Dhangethi (ދަނގެތި) is one of the inhabited islands of Alif Dhaal Atoll.

==Geography==
The island is 87.85 km southwest of the country's capital, Malé. Dhangethi is the third largest populated island of Alif Dhaal Atoll.

==Education==
Alif Dhaal Dhangethi School is the third largest school in the A.Dh atoll. Students can join to grade 1 at the age of 7 years and complete their O’ Level at the end of their 10th grade at this school. Those students doing O’ Level had chances to choose either Commerce stream or Science stream for their studies at Alif Dhaal Dhangethi School, but due to less student doing science stream and due to insufficient equipment in science laboratory, it has been called off after 2008 batch. However, lately in 2012, there has been introduced a combined stream since many students of that batch were wanting to take science or medical field in their future. And hopefully, the school will be developed and equipped with all the necessary requirements soon.

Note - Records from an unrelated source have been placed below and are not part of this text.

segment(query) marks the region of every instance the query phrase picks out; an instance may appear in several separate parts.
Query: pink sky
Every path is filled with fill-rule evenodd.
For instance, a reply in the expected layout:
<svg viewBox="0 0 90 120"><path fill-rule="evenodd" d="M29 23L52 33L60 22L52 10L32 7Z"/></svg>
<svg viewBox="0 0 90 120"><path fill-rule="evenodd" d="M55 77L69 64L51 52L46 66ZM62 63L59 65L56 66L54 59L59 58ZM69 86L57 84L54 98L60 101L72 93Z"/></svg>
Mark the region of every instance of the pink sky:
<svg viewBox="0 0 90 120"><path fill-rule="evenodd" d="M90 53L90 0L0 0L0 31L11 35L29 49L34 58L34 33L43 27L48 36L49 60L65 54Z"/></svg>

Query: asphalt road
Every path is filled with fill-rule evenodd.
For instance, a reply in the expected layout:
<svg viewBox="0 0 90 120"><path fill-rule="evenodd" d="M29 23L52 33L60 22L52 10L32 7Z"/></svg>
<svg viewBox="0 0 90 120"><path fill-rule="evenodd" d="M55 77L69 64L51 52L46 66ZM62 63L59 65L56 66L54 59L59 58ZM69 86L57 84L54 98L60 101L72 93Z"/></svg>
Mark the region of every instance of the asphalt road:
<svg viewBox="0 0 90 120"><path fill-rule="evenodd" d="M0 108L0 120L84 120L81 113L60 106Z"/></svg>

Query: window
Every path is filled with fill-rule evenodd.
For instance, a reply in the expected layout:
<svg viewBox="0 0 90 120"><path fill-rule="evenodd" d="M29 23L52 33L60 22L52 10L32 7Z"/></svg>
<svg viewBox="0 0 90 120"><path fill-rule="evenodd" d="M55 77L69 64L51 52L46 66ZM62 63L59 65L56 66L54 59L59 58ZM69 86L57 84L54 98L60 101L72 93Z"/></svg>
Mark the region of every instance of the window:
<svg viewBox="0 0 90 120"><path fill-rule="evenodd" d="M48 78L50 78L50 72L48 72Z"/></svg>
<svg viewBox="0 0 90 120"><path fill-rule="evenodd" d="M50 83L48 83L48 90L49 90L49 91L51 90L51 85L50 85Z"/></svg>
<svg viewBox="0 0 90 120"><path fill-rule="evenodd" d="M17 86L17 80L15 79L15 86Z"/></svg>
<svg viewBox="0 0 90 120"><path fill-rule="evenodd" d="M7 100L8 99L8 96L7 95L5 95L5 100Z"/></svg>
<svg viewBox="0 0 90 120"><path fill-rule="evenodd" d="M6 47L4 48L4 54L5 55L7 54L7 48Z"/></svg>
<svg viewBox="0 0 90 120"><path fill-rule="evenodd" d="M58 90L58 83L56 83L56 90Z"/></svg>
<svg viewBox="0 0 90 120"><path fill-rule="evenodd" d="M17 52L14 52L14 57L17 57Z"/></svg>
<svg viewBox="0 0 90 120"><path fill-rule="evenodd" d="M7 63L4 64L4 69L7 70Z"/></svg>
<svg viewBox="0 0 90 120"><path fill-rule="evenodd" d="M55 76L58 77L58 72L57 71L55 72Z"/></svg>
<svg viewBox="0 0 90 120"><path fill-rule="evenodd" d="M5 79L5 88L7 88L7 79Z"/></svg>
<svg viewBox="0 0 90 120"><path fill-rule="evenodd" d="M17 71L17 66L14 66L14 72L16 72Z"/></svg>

===Non-Governmental Organisations ===
There are five clubs (NGOs) on the island, they are: Zuvaanunge Club (ZC), Jammiyathul Anwar, Jammiyathul Qalam, Association for Dhangethi Development (ADD) and Dhangethi Youth Development (DYD).

==Economy==
===Infrastructure and services===
Important places in Dhangethi include the Secretriate of A dh. Dhangethi Council, Dhangethi Health Centre, Dhangethi School, Dhangethi Court, Dhangethi Cultural Centre, Traditional Mosque, football ground & Dhangethi Operation Centre (DOC) by Dhiraagu. Population of around 1200 people, major economic activities of the residents include fishing, handicraft, tourism related works, construction, boat building and carpentry. A vast majority of the male youth work in nearby tourist resorts, hence making tourism the highest money generating activity to the island.

Other services available in Dhangethi include guest house facilities, water sports, scuba diving center, speed boat rental services, hotel and catering services, Wireless internet connection and cable TV service.